How do you find the sweet spot that allows a movie to appeal to adults as well as children?
The key for us is that we don’t take ourselves very seriously, yet there are times when we take ourselves very seriously. So you see Will Arnett just really having fun with that character, then we take the story seriously so people will be really surprised when Batman goes on this emotional journey.
Batman starts off as a very lonely person, he thinks he has everything he needs –adulation of fans, a crazy Batmobile, gadgets and money. Then he goes home and he’s got nobody, no real emotional attachments in his life and he has to realise that to truly be happy he has to find people. He has to find his version of a family and so for us it’s an important through line while he goes on all these funny hi-jinks.
How did the concept evolve during the development process?
The themes are constantly refined with these LEGO movies, we start with multiple themes, so many different ideas and then we have to slowly strip it away. The question of can Batman be happy, that was where we started in first place – myself, Phil Lord and Chris Miller from the first movie, and Chris McKay.

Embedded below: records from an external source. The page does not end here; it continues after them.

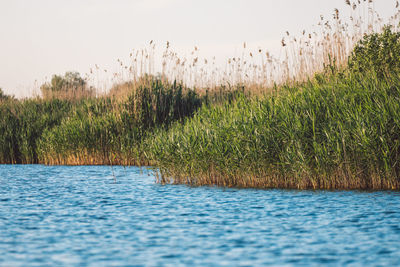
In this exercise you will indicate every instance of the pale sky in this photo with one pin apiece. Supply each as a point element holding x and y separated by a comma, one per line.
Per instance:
<point>39,38</point>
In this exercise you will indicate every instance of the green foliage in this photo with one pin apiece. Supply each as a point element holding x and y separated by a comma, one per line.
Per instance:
<point>104,127</point>
<point>311,131</point>
<point>22,124</point>
<point>378,53</point>
<point>70,86</point>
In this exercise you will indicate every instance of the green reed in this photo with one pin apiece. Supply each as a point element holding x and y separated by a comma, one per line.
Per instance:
<point>339,130</point>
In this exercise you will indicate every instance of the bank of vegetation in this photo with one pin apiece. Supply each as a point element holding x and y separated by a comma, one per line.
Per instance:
<point>327,116</point>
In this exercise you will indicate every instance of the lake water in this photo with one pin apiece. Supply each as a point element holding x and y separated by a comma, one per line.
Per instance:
<point>83,216</point>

We said, ‘okay, now we’ve had phenomenal success with the first movie, what story do we tell?’
At first we thought it was going to be The LEGO Movie Sequel, and then we put that aside. Let’s tell a few more stories before we get to that, attack a few more genres. Then when we decided that Batman was going be next we started thinking about what’s in the Batman lore that hasn’t been explored before. There’s obviously been lots of different versions on television and movies and we keyed on can Batman be happy? That’s a theme we can actually explore in a LEGO movie way, so we ran forward from there.

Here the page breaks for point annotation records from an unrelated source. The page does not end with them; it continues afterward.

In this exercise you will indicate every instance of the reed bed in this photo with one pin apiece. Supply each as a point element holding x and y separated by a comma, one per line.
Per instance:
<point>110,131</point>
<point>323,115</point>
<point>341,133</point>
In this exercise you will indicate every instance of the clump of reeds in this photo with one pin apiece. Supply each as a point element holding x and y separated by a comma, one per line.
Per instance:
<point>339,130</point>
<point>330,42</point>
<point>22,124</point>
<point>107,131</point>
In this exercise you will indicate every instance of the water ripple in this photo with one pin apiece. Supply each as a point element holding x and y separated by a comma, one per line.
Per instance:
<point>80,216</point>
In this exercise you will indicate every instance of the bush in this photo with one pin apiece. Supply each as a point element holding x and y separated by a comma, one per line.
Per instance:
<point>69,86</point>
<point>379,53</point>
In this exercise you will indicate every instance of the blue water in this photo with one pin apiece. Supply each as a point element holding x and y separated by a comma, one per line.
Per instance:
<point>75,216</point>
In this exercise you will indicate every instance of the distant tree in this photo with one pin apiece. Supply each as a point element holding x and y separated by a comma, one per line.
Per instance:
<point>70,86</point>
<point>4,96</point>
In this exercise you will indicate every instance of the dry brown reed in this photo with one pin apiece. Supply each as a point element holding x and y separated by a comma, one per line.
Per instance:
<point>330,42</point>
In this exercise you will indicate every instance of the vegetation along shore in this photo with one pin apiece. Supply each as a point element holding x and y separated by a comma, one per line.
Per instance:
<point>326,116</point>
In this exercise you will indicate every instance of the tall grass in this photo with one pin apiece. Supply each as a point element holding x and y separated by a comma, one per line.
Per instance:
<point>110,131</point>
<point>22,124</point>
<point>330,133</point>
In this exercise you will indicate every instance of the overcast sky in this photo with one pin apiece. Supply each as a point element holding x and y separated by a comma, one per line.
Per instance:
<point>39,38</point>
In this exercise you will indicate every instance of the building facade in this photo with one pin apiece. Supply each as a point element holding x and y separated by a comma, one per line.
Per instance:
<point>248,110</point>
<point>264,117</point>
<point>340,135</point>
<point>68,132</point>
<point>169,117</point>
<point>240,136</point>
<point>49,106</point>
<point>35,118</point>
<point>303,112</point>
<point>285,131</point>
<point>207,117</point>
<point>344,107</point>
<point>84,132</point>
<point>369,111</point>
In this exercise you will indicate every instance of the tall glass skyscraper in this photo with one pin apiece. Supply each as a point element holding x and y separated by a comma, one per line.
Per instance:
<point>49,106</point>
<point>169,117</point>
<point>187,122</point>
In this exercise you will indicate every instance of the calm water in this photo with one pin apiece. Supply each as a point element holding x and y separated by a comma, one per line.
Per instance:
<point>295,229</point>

How did you develop the concept into the story for the movie?
There’s lots of different phases – Seth Grahame-Smith came on as a first writer with the idea of Robin. The idea of Robin is inspired by Book of Mormon, but it’s very much a happy Robin. So Batman goes through a lot of things that Robin has in his life, he lost his parents, he was orphaned, but Batman’s the darker version of it. Robin is completely the opposite, Seth came in with a pitch that this is the cheery version of an orphan, he’s a ‘glass is half full’ and sees the good things in life. We cast Michael Cera who just then took it to another level.

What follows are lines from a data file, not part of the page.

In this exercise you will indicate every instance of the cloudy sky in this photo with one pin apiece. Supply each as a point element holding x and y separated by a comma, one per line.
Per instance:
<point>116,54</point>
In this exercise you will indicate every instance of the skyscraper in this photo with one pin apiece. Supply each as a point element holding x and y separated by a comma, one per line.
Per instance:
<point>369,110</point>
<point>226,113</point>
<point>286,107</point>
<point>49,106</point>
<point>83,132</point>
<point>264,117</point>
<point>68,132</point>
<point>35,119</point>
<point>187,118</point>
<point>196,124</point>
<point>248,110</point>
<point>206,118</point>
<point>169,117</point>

You have these essential themes, then everyone starts plussing it. You have the writer come on, then the actor comes on, then the artist and animators come on – so we take this essential idea and we keep making it better and better. Everyone starts making it their own, everyone is a storyteller in their own way so that just before we finish then we suddenly have a fully-fledged character.
What made Chris McKay the right person to direct the film?
He’s a huge fan of LEGO and he’s a huge fan of Batman. So for us, combining those two meant one plus one is three. He really was a big part of the success of the first movie, he did lots of different jobs from being our animation director, essentially the co-director of the movie, he edited the movie and he was voices in the movie. So he knew our process and we thought he was ready to step up, and he really has stepped up to be the lead director of the movie.
How important was casting Michael Cera to give the vocal contrast between Robin and Will Arnett’s Batman?
It’s absolutely key. There’s only so much you can write on a page, but he really brings that character to life. He and Will Arnett have worked together before on Arrested Development, so to see those two going at it again, there’s just a natural chemistry there. There’s just a real charm in Michael’s voice, a childish charm that you really need because he’s lovable. You have to root for him throughout the course of the movie because Batman’s going to put him through some ups and downs and he’s going to disappoint him.
Is there any pressure in bringing Batman to a new generation of fans?
There’s pressure because of Batman, there’s pressure because of the response to The LEGO Movie, there’s definitely a lot of pressure all around. At a certain point we just block it out. Feeling any more pressure is not going to do anything for us, we just make the best movie we can make – if people like it great. If not, we did everything we can and there’s not much more than we left on the stage.